Jump drive loses input power

Sure, I'm happy to explain.

Take the capacity and the rate and divide them: 3MWh / 32MW. Since a megawatt (MW) is inherently "per second" (1 watt is defined as 1 joule per second), a megawatt-hour (MWh) is how many megawatts can be provided in an hour. Since the dividend is smaller than the divisor, we know that the resulting number is going to be less than 1. Take 3/32, you get 0.09375. This is the proportion of an hour that 32 MW would take to charge 3 MWh of storage. Multiply that by 60 to get minutes, and you get 5.625 minutes. Multiply 0.625 by 60 to get the seconds, and you have 5 minutes, 37.5 seconds.

Yes, the jump drive states that it will take 7 minutes to charge. This I don't dispute. The problem is that the jump drive loses input power along the charge path and thus the required power is that much greater than the published storage capacity.

The only possible way that a jump drive can take 7 minutes to charge, with a capacity of 3 MWh and an input of 32 MW, is that a portion of the charge is being lost, just like batteries.
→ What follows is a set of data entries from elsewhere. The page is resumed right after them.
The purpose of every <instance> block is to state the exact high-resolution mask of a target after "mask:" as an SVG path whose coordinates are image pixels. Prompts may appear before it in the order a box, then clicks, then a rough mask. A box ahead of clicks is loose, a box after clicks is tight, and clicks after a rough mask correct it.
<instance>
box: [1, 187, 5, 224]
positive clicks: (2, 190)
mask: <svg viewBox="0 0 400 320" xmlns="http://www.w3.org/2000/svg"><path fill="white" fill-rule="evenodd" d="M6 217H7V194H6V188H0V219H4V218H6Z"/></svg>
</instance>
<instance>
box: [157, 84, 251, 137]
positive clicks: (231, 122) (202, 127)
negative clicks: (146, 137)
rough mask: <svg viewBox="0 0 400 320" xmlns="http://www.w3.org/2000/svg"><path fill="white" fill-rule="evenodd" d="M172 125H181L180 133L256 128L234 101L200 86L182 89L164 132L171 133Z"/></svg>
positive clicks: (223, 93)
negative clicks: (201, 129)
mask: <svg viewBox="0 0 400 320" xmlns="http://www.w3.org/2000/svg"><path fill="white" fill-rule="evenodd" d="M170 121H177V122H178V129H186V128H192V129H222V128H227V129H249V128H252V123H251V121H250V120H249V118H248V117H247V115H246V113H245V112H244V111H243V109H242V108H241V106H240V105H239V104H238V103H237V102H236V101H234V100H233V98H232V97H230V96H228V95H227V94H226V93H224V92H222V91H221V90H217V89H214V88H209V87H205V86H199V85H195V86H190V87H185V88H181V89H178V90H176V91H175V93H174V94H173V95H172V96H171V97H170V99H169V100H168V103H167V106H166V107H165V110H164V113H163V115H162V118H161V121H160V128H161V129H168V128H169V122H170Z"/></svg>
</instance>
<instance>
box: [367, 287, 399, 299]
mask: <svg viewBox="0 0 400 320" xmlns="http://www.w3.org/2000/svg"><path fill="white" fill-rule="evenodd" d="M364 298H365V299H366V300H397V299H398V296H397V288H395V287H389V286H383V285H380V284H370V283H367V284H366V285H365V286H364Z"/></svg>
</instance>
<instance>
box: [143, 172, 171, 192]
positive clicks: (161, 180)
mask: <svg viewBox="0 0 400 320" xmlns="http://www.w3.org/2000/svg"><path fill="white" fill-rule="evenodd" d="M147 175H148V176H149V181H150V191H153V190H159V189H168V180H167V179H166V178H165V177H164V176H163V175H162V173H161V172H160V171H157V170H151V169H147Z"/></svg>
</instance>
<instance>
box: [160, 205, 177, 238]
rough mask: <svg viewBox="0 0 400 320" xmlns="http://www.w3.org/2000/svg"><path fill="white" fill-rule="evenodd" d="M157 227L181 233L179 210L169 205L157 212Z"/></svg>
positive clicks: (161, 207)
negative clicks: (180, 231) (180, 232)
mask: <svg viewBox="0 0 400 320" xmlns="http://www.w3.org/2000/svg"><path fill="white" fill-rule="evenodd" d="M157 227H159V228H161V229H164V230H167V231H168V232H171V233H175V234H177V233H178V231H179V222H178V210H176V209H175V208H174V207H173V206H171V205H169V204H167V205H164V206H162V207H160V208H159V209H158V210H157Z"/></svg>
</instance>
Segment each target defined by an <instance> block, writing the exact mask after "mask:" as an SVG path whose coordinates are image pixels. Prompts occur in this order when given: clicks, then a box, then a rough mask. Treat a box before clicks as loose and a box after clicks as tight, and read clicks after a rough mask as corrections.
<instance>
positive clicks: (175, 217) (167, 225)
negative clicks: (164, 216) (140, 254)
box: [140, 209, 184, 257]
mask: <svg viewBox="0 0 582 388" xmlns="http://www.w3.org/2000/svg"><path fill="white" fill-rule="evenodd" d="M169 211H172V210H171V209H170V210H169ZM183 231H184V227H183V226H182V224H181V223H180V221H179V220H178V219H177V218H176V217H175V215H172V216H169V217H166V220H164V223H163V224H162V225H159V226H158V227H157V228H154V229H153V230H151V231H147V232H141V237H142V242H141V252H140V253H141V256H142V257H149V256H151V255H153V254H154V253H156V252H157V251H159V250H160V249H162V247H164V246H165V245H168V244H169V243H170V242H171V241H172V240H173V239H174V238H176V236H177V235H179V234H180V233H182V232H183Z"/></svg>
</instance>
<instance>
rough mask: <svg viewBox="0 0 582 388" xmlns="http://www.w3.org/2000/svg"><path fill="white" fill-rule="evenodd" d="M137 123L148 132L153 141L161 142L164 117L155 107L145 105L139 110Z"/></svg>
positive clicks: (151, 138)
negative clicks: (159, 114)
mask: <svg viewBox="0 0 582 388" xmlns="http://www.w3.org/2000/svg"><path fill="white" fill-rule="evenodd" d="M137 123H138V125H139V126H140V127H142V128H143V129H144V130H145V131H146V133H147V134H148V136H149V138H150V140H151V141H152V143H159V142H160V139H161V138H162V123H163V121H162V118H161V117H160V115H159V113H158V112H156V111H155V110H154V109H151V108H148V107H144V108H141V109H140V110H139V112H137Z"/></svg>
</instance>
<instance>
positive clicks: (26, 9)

If we assume that it's the same as a battery and that it loses 20% of its input power, we can take the inverse of 20% and multiply the time by it to check the math.

1/(1-0.2) => 1/0.8 = 1.25

Multiply 5.625 (the figure obtained earlier by dividing 3/32) by 1.25: 5.625 * 1.25 = 7.03125

Multiply 0.03125 by 60 to get seconds, and you get 7 minutes, 1.875 seconds. Almost exactly what's shown in game, and plenty close due to rounding.

You can very easily prove this, even!

• Create a new game in Space Engineers in a survival world (not creative, because batteries have infinite charge in creative).
• Press Alt-F10 and check Enable Creative Mode Tools
• Place down a jump drive on the ground.
• Confirm via terminal that it starts with 0Wh Stored Power
• Place a large grid battery near it (not attached) for verification purposes. Confirm that the battery holds 900 kWh of power via terminal. You can remove this battery afterward as it's just to verify that the battery holds 900 kWh.
• Place a battery on the jump drive so they're on the same grid.
• Observe that the jump drive's lights change from red to yellow as it begins charging.
• Open the terminal of that grid and watch Stored Power increase.

If the jump drive really does lose 20% power, then the battery should run out of power when the Jump Drive is charged to around 790 kWh of power. In reality, this test ran out of power with around 725 kWh of power in the jump drive, but that's very close to 20% loss.

You can also do this with uranium and a reactor! If you place down a jump drive and a Large Reactor, try putting 32 kg of Uranium into the reactor. Since 1 kg of uranium is 1 MWh of power, that much should charge a jump drive fully in 7 minutes! It won't though.

My reason for submitting this bug is that the amount of charge shown does not accurately reflect the amount of charge or fuel needed to be input to actually charge the jump drive. Yes, time to charge is correct, but unless you have infinite fuel then the actual amount of fuel consumed is 25% more than the power stored, due to the 20% loss.

Hello, Merii,

wow... I have no words :) Asking for simple formula, getting full math/physics lecture in return.

I tried it the way you described and do the math along with you. All is right the way you have written it.

Put this issue into our internal system.

Kind Regards

Keen Software House: QA Department

Thanks! I wasn't sure what formula you meant so I gave you everything I had on it, I figured too much info was better than not enough.